Fractionated metasecretome samples of the wheat straw cultures were prepared and analysed as described previously [23]. Briefly, soluble extracellular proteins were obtained by precipitation with five volumes on ice-cold acetone of the culture supernatant, which was clarified and filtered sterilized (0.22 µm PES filter unit) prior extraction. The concentrated protein pellet was washed twice with 80% ice-cold acetone, air-dried and resuspended in 0.5 ×  PBS (68 mM NaCl, 1.34 mM KCl, 5 mM Na2HPO4, 0.88 mM KH2PO4, pH 8.0) buffer.

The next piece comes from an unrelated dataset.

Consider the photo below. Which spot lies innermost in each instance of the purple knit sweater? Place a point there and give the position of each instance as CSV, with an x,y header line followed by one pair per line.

Cell wall bound and biomass adherent proteins were labelled using sulfo-NHS-SS-biotin and affinity purified. Two grams of washed (0.5 × PBS) wheat straw biomass was resuspended in 0.5 × PBS supplemented with 10 mM EZ-link-Sulfo-NHS-SS-biotin (Thermo Scientific). Following 1-h incubation at 4 °C on the rotator, the reaction was stopped by the addition of 50 mM Tris–HCl, pH 8.0. The residual biotin was removed by a biomass washing with ice-cold 0.5 × PBS (twice). For a total protein extraction, pre-warmed 2% SDS (60 °C) was added and samples were incubated for 1 h at room temperature. The mixture was centrifuged and proteins were precipitated as described above. Biotin-labelled protein pellets were solubilized in 1 × PBS (137 mM NaCl, 2.7 mM KCl, 10 mM Na2HPO4, 1.8 mM KH2PO4) containing 0.1% SDS, and passed through a 0.22-µm PES filter unit before being loaded onto pre-washed (0.1% SDS in 1 × PBS buffer) streptavidin columns (#GE17-5112-01, Thermo Scientific). Proteins were incubated on the column for 1 h at 4 °C to aid binding, before being washed with 0.1% SDS in 1 × PBS. Columns were incubated overnight at 4 °C with elution buffer of 50 mM DTT in 1 × PBS. Sequential elution of proteins from the streptavidin column was done by loading 4 times 1 ml 50 mM DTT in 1 × PBS, collecting the fraction and incubating the column for 1 h before next elution. Eluted fractions were freeze-dried, resuspended in 2 ml distilled water and desalted (Zeba, 7 K MWCO, Thermo Scientific). Supernatant and biotin-labelled protein samples were subjected to SDS-PAGE on 4–12% Bis–Tris gels, and protein bands were excised and cut into 1-mm pieces which were stored at − 80 °C prior to analysis.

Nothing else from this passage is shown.